Le titre intrigue. Anthracite, est-ce une espèce de charbon ou tout bonnement une couleur ? Il s'agit « de la fierté de Donbass, le plus riche et le plus carboné de tous les charbons» p. 63, « l' avenir était couleur d'anthracite » p.70. Cette allégorie est reprise comme un fil rouge au travers de ce roman déroutant et fascinant qui se lit d'une traite.

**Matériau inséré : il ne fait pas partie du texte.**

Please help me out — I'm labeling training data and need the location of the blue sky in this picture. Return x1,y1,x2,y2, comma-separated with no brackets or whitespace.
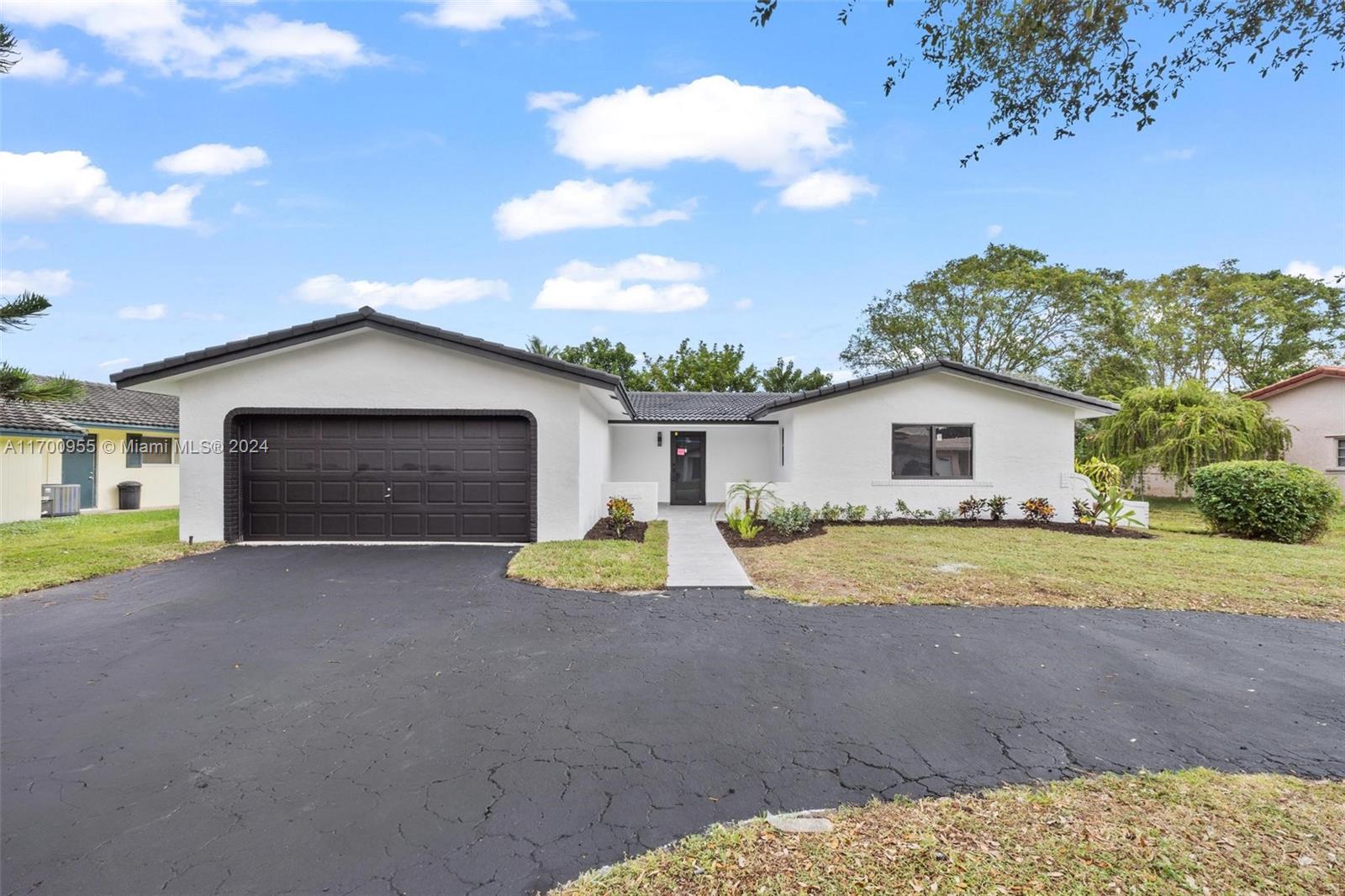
0,0,1345,379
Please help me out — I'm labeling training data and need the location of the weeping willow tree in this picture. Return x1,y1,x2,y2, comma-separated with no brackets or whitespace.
1088,379,1290,495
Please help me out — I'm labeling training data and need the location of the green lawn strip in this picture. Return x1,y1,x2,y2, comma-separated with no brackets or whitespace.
551,768,1345,896
0,510,219,598
509,519,668,591
737,506,1345,621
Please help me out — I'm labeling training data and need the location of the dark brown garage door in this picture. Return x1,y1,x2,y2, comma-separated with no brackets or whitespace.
238,414,531,540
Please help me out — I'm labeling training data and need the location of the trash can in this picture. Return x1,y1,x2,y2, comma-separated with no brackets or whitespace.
117,482,140,510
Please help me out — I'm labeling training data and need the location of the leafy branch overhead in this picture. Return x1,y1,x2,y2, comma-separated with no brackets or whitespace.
752,0,1345,166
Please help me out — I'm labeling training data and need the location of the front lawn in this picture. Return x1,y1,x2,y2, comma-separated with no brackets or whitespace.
736,500,1345,621
553,768,1345,896
0,510,219,598
509,519,668,591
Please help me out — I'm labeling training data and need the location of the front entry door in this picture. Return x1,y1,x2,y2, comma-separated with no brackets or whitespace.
61,436,98,510
670,432,704,504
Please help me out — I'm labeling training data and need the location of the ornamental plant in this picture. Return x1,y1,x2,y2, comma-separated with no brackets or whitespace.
1192,460,1341,544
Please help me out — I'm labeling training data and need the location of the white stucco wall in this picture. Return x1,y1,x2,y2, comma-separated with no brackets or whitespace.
610,424,780,504
1262,377,1345,490
775,370,1085,520
139,329,603,540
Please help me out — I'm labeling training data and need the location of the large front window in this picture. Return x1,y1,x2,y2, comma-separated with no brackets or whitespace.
892,424,971,479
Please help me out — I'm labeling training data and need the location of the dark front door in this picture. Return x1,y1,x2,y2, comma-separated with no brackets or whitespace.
61,436,98,510
670,432,704,504
238,414,531,540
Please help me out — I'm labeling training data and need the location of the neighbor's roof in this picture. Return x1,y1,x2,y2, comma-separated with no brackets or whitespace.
110,305,630,410
751,358,1121,419
0,377,177,433
1242,365,1345,399
630,392,789,423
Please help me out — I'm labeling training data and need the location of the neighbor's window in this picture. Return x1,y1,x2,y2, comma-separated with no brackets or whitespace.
892,424,971,479
126,435,173,466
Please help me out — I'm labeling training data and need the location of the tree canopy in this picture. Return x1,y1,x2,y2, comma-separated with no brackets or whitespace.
841,244,1123,376
752,0,1345,166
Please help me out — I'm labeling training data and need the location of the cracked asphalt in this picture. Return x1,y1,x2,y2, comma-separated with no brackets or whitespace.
0,546,1345,894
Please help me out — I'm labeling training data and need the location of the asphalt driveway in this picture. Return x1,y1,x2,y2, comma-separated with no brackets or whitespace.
0,546,1345,894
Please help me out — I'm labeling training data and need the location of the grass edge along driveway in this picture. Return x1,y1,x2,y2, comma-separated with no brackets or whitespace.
736,500,1345,621
507,519,668,591
551,768,1345,896
0,509,219,598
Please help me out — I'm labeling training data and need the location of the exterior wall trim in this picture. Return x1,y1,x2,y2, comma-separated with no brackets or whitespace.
224,408,536,542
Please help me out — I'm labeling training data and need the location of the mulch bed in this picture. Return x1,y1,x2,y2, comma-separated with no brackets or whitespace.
718,519,1157,547
583,517,650,540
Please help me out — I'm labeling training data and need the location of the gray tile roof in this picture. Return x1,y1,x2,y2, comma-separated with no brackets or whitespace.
0,377,177,432
630,392,789,421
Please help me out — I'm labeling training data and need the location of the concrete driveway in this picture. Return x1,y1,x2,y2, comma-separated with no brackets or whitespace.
8,546,1345,894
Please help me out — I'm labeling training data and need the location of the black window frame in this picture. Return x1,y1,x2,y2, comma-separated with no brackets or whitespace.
889,423,977,482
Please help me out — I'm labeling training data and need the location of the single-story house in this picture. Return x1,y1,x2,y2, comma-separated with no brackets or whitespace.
0,377,177,522
104,308,1116,542
1246,365,1345,491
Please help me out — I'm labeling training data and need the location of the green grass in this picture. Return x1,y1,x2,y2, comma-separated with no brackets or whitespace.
509,519,668,591
737,500,1345,621
553,768,1345,896
0,510,219,598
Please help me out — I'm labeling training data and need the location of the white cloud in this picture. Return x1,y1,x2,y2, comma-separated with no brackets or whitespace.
8,40,71,81
527,90,583,112
541,76,847,180
117,304,168,320
0,268,70,296
533,255,710,314
1283,261,1345,287
780,171,878,210
406,0,574,31
5,0,382,83
155,143,271,175
0,150,200,228
293,275,509,309
495,179,690,240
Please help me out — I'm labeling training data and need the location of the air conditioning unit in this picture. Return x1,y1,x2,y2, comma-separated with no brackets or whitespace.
42,483,79,517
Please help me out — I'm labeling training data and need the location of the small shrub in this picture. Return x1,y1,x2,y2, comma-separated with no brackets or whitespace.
1018,498,1056,522
1192,460,1341,544
957,495,990,519
897,498,933,519
767,504,812,535
728,507,764,540
607,495,635,538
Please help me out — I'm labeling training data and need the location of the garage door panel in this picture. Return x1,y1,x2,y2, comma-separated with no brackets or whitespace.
238,413,534,540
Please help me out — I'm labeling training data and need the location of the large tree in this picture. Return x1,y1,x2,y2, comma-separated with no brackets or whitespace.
0,292,83,401
644,339,760,392
1084,379,1290,495
752,0,1345,164
841,244,1125,374
1058,261,1345,396
762,358,831,392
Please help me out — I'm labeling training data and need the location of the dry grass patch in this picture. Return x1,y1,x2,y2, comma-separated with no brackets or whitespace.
509,519,668,591
553,770,1345,896
0,510,219,598
736,502,1345,621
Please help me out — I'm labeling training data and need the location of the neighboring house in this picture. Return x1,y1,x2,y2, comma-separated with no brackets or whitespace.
0,377,177,522
1246,366,1345,490
112,308,1116,540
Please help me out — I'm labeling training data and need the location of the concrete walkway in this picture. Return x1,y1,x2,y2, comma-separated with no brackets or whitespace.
659,504,752,588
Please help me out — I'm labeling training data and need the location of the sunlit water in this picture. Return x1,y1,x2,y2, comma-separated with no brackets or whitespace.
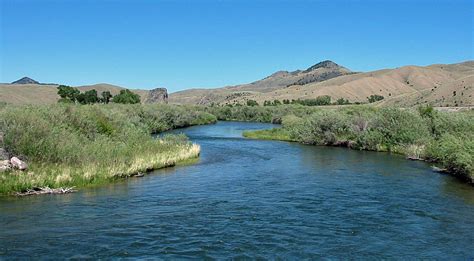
0,122,474,259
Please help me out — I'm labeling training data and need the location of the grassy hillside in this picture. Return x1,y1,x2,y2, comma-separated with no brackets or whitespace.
0,104,216,194
170,61,474,107
0,83,148,105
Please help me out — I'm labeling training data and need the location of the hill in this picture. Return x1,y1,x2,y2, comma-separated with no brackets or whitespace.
170,61,474,106
170,61,354,104
12,77,40,84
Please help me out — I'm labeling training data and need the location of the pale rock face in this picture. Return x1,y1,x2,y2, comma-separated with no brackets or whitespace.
145,88,168,103
10,157,28,170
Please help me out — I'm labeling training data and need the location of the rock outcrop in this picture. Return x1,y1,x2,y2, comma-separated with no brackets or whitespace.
145,88,168,103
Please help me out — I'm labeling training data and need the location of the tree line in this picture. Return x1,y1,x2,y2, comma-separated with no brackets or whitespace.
243,94,384,106
58,85,140,104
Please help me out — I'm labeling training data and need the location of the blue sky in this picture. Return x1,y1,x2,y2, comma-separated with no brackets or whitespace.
0,0,474,92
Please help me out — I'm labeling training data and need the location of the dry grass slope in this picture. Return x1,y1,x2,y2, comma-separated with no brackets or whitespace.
170,61,474,107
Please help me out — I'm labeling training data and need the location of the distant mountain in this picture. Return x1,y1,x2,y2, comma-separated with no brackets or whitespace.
12,77,40,84
170,60,354,104
0,82,168,104
169,61,474,107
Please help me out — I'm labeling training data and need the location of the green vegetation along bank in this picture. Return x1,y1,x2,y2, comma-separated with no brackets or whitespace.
0,103,474,194
0,104,216,194
239,106,474,183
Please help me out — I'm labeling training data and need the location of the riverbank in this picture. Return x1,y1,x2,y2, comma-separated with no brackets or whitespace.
0,104,216,194
244,107,474,183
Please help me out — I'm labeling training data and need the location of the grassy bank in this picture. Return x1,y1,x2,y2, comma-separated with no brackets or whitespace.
0,104,216,194
237,106,474,182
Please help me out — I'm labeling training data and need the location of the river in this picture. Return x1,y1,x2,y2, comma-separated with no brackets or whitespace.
0,122,474,260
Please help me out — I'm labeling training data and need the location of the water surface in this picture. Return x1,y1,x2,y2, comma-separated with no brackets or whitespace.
0,122,474,259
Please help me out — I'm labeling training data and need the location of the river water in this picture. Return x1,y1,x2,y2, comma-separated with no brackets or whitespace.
0,122,474,260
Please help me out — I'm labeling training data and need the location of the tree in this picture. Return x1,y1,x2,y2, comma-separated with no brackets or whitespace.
102,91,112,104
112,89,140,104
247,100,258,106
57,85,80,102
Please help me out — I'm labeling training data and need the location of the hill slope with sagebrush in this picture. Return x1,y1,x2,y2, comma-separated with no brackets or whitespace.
0,83,149,105
170,61,474,107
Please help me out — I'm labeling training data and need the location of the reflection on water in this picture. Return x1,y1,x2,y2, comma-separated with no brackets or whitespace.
0,122,474,259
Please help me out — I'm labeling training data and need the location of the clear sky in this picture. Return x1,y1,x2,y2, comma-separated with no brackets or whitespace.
0,0,474,92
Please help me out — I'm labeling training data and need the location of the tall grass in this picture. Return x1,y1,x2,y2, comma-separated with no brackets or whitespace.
0,104,216,193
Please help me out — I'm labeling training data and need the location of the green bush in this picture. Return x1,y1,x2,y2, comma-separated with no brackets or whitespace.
0,104,216,193
112,89,140,104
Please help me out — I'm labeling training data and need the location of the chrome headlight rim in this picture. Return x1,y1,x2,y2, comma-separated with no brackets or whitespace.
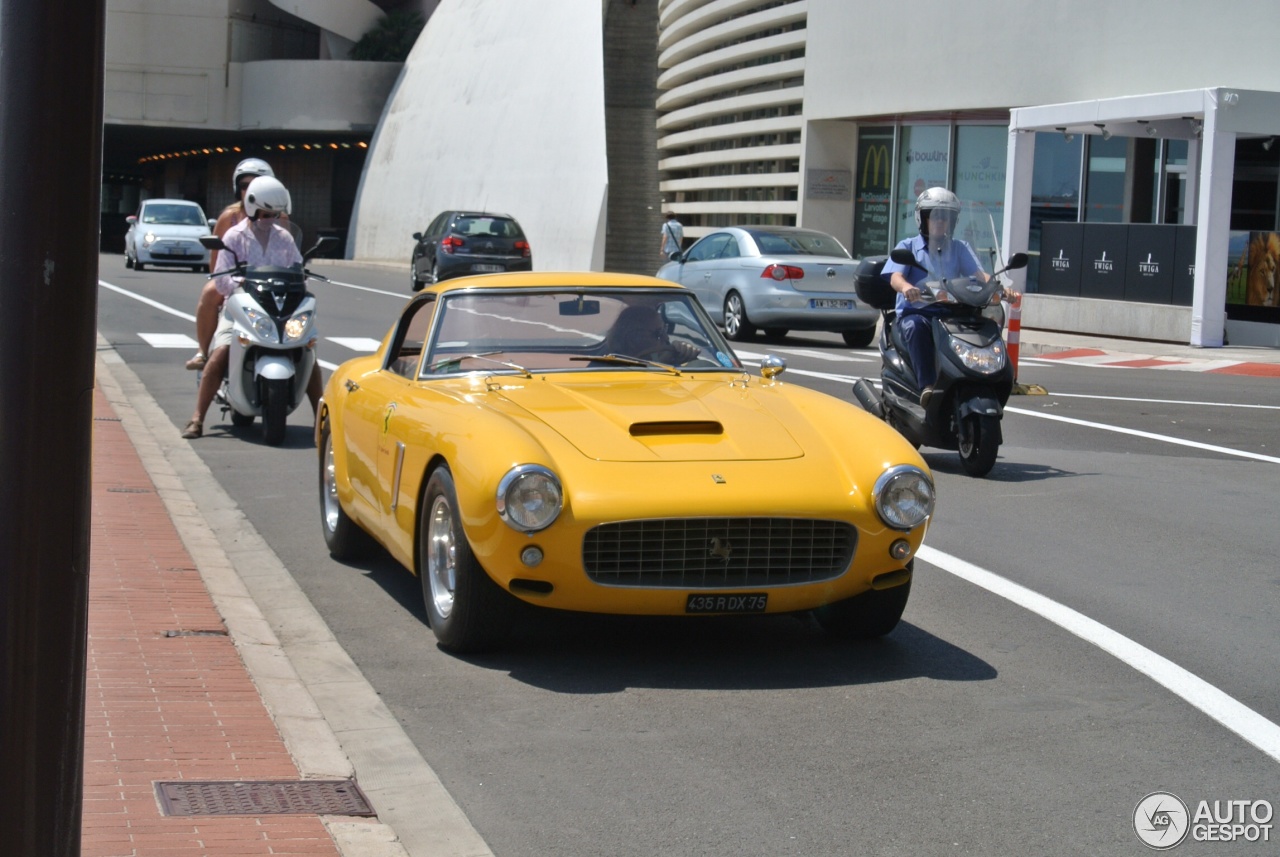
244,307,280,343
872,464,937,532
284,310,315,343
495,464,564,532
951,339,1006,375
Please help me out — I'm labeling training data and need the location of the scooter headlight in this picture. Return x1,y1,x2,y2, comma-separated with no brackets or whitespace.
951,339,1005,375
284,310,315,343
244,307,280,343
497,464,564,532
873,464,933,531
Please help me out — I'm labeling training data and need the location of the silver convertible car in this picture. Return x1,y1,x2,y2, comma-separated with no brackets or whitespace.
658,226,879,348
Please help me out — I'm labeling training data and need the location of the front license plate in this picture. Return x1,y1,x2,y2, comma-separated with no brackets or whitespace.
685,592,769,613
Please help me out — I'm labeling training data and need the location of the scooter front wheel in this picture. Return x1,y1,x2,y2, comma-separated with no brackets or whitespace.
960,413,1000,476
262,377,289,446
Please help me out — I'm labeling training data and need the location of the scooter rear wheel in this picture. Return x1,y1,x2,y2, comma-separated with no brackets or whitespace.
960,413,1000,476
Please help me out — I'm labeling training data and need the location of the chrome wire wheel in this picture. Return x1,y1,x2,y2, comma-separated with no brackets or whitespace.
320,442,342,533
426,495,458,619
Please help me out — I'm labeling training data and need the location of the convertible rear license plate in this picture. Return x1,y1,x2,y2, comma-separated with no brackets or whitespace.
685,592,769,613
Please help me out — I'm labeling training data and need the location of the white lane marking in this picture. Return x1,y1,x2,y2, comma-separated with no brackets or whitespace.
316,279,413,301
778,348,879,363
325,336,383,353
916,546,1280,761
1005,407,1280,464
1050,393,1280,411
97,280,196,324
138,334,198,348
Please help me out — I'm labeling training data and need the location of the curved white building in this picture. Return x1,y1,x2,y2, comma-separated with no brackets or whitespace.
348,0,609,270
657,0,809,238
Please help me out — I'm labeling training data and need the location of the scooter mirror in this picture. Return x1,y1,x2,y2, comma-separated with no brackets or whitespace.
888,247,919,267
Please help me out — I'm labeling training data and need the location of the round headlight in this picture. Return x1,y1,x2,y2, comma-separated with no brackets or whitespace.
498,464,564,532
874,464,933,530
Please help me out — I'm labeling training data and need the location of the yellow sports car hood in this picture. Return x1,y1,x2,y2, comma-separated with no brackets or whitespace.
488,373,804,462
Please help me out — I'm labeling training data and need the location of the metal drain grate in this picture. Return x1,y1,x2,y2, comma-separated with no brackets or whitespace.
155,780,376,817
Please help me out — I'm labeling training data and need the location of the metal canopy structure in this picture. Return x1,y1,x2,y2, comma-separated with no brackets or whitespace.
1004,87,1280,348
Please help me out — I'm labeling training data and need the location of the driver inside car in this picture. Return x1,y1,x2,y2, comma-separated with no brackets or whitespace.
604,304,699,366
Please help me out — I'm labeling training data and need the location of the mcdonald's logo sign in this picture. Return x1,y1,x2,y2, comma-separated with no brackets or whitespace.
859,143,892,191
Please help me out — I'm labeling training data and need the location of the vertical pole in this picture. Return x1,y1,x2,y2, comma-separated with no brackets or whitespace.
0,0,105,857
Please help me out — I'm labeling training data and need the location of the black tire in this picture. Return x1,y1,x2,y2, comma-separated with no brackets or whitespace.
813,570,915,640
417,466,516,654
960,413,1000,476
320,423,372,560
724,292,755,343
840,325,876,348
262,379,289,446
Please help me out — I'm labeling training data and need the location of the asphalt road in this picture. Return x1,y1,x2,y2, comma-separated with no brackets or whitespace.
99,256,1280,857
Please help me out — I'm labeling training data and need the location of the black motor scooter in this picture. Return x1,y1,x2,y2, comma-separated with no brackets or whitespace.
854,205,1027,476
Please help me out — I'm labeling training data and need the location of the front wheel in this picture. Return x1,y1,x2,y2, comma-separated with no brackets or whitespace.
262,377,289,446
320,422,371,559
960,413,1000,476
724,292,755,342
840,325,876,348
417,466,516,652
814,573,915,640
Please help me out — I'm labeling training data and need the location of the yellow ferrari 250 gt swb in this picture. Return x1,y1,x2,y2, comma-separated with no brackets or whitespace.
316,272,933,652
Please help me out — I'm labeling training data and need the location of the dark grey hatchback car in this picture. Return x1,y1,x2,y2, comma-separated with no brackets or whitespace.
408,211,534,292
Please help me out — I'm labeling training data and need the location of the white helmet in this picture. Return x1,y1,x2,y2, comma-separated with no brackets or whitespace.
244,175,292,219
232,157,275,196
915,188,960,235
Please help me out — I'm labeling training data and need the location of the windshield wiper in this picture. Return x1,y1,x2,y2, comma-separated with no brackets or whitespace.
426,350,534,377
570,354,680,375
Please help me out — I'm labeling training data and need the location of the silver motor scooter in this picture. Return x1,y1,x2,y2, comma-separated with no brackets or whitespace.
200,235,337,446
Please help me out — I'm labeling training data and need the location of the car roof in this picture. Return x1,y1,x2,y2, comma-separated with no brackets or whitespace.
425,271,689,295
449,208,515,220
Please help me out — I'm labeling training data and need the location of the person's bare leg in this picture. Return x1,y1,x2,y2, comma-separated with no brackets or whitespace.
187,280,223,370
182,345,230,439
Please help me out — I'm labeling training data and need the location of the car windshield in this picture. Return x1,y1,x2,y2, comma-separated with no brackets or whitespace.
749,229,850,258
421,288,742,377
142,202,209,226
451,217,525,238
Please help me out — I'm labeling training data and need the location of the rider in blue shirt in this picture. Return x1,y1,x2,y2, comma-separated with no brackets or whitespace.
881,188,991,405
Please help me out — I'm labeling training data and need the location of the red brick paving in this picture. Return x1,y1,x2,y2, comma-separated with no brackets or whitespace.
81,391,338,857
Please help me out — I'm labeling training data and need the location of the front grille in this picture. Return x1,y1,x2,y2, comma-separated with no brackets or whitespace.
582,518,858,588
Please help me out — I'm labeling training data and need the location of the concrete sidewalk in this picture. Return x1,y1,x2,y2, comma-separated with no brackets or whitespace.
81,340,492,857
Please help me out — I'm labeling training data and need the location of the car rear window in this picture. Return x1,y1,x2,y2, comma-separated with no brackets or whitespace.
750,229,850,258
453,217,525,238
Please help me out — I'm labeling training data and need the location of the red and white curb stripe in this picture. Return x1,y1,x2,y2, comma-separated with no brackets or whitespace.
1025,348,1280,377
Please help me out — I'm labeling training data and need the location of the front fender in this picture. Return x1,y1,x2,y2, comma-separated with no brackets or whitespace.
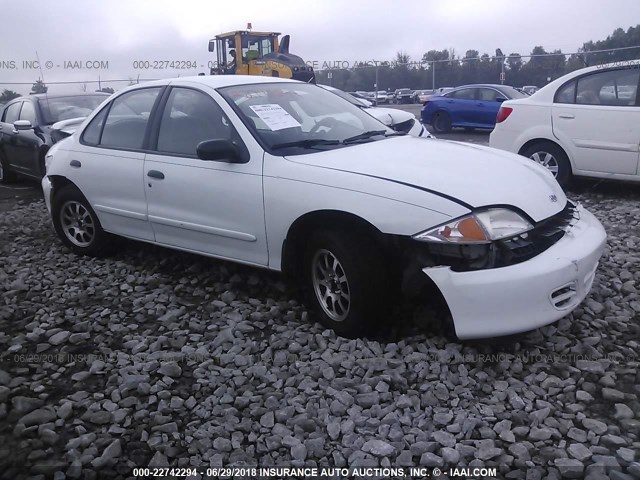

Ce livre nous raconte l'histoire de deux amis dont le destin est bizarrement lié malgré deux vies diamétralement opposées. L'histoire nous fait plonger au coeur de la guerre et nous fait découvrir la région de Donbass, poumon industriel vieillissant du pays. Deux protagonistes. Deux amis. Deux points de vues sur le conflit. “Nous avions grandi côte à côte pour en définitive devenir des contraires comme si nous n'avions pas respiré le même air. » p. 22 L'auteur crée un lien fort avec ses personnages. Dans ce roman à deux voix, il donne l'occasion à chacun de ses protagonistes de susciter l'empathie tout en explorant la question de l'absurdité de la guerre ou du courage que procurent l'amitié et l'amour.

Meme si je ne suivais pas de près le conflit ukranien, Anthracite a été pour moi une lecture exceptionnelle, le scénario est bien ficelé, le suspense est intense, les personnages sont truculents. Ce livre est un concentré d'émotions, d'humour, d'aphorismes, de références culturelles, historiques et géographiques variées. L'écriture est éblouissante et limpide, il n'y a pas une ligne de trop.

Un roman à lire sans modération.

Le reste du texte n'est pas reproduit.